2.3.2 Functional analysis for individual clustering runs

Based on the results of a single clustering run, a graphical representation (Fig. 2A) of the overrepresented categories is generated by FIVA [13]. Individual cluster information from a single clustering run is available, which enables a focused analysis of individual clusters.

Figure 2

Visualization. A. Genes from the DNA microarray data were clustered. The size of each cluster is displayed in blue underneath the cluster name. Numbers in each colored rectangle represent absolute values of occurrences. The significance of the overrepresentation is visualized in a colour gradient which is displayed at the bottom of the plot. The description of each category is placed at the right. Multiple testing correction results are visualized using five different symbols to distinguish between the individual corrections.

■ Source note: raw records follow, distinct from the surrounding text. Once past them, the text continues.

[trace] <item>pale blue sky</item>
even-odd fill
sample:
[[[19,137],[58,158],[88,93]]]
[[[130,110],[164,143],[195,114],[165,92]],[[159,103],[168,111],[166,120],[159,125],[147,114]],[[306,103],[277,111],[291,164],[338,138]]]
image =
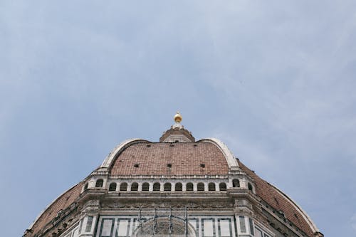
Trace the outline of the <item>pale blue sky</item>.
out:
[[[356,1],[0,1],[0,223],[21,236],[176,110],[356,236]]]

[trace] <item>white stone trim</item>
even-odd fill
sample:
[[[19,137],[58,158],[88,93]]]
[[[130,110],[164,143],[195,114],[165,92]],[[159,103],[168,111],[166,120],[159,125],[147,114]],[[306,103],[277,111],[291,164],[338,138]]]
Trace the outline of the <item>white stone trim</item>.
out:
[[[237,163],[237,161],[235,159],[234,154],[232,154],[231,151],[229,149],[229,147],[227,147],[227,146],[219,139],[216,138],[205,138],[199,140],[198,142],[206,142],[214,144],[214,145],[218,147],[219,149],[220,149],[220,150],[223,152],[224,156],[225,157],[225,159],[226,159],[227,164],[229,164],[229,167],[230,167],[230,169],[240,169],[239,164]]]
[[[62,196],[63,196],[64,194],[66,194],[68,191],[70,191],[72,189],[74,189],[74,187],[75,187],[75,186],[78,185],[80,182],[79,182],[78,184],[74,184],[73,186],[72,186],[70,188],[68,189],[67,190],[66,190],[65,191],[63,191],[61,195],[59,195],[56,199],[54,199],[51,204],[49,204],[48,205],[47,205],[47,206],[38,214],[38,216],[37,216],[37,217],[36,218],[36,219],[33,221],[33,222],[32,222],[32,223],[31,224],[30,226],[28,226],[28,229],[31,230],[32,228],[32,227],[33,227],[33,225],[35,224],[35,223],[37,222],[37,221],[40,218],[41,216],[42,216],[42,214],[52,205],[56,201],[57,201],[57,199],[58,199],[60,197],[61,197]]]
[[[104,162],[100,166],[100,168],[109,168],[111,163],[115,159],[118,154],[120,154],[124,149],[130,145],[135,143],[150,142],[140,138],[129,139],[119,144],[115,147],[112,151],[108,155]]]

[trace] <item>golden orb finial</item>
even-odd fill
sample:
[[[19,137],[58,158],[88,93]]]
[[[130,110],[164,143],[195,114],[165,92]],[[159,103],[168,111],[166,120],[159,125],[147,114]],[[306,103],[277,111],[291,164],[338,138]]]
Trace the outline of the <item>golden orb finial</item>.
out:
[[[174,121],[175,122],[182,122],[182,115],[180,115],[179,112],[177,111],[176,115],[174,115]]]

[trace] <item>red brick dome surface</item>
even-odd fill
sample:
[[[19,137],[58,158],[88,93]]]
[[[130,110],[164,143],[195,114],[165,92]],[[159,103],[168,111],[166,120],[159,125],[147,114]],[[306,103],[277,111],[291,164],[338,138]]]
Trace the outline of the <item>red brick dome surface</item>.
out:
[[[170,164],[170,167],[168,164]],[[313,236],[313,224],[293,201],[239,161],[239,165],[242,171],[253,179],[258,196],[274,209],[284,213],[288,220],[309,236]],[[117,154],[109,169],[111,175],[229,173],[229,165],[221,149],[216,144],[206,142],[132,144]],[[84,181],[79,183],[55,200],[32,225],[33,233],[48,225],[58,211],[75,204],[80,195],[83,184]]]
[[[112,175],[227,174],[221,151],[206,142],[136,143],[116,157]]]

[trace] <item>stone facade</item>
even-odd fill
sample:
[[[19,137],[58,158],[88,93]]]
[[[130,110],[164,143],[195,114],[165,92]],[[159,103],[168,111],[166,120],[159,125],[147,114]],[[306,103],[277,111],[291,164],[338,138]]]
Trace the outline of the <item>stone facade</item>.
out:
[[[180,120],[161,142],[119,144],[23,236],[323,236],[225,144],[195,142]]]

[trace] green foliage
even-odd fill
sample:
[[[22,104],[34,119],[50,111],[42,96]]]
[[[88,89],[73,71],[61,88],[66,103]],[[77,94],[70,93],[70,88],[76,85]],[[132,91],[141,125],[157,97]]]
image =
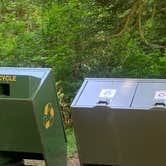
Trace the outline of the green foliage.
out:
[[[66,129],[66,136],[67,136],[67,157],[70,158],[73,155],[77,154],[76,140],[73,128]]]
[[[84,77],[166,77],[165,1],[0,0],[0,65],[51,67],[65,123]]]

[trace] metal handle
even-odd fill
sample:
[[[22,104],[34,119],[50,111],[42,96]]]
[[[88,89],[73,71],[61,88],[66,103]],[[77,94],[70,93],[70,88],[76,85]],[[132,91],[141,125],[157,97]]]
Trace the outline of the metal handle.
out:
[[[166,103],[165,102],[155,102],[151,109],[164,109],[166,110]]]

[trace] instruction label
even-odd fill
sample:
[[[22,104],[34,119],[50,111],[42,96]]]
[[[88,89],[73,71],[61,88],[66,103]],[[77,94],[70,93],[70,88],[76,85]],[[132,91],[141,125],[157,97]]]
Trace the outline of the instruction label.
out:
[[[154,99],[166,100],[166,90],[156,91]]]
[[[102,89],[99,97],[101,98],[113,98],[116,94],[116,89]]]
[[[0,75],[0,81],[16,81],[15,75]]]

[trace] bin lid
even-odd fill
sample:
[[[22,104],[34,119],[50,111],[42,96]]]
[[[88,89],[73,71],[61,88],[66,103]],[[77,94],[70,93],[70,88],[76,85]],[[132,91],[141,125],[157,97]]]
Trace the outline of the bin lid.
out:
[[[95,107],[108,101],[109,107],[130,107],[136,90],[135,79],[86,79],[72,107]]]
[[[132,108],[150,109],[166,105],[166,80],[144,80],[138,82]]]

The number of symbols placed in each rectangle corresponds to the number of multiple testing corrections after which the annotation is found significant (see [13] for more details concerning this visualization). The graphical representation of the overrepresented DNA binding sites from the SCOPE algorithm consists of several components. The results of SCOPE based on a single cluster are discussed: B. The expression graph of the genes in the cluster. C. Contains information concerning overrepresented functional categories and a link to the results of DISCLOSE. D. Link to the results of SCOPE. E. The highest scoring motif found in the cluster. F. The highest scoring motif is compared with existing binding site information. The known motif that matches the putative motif best is displayed.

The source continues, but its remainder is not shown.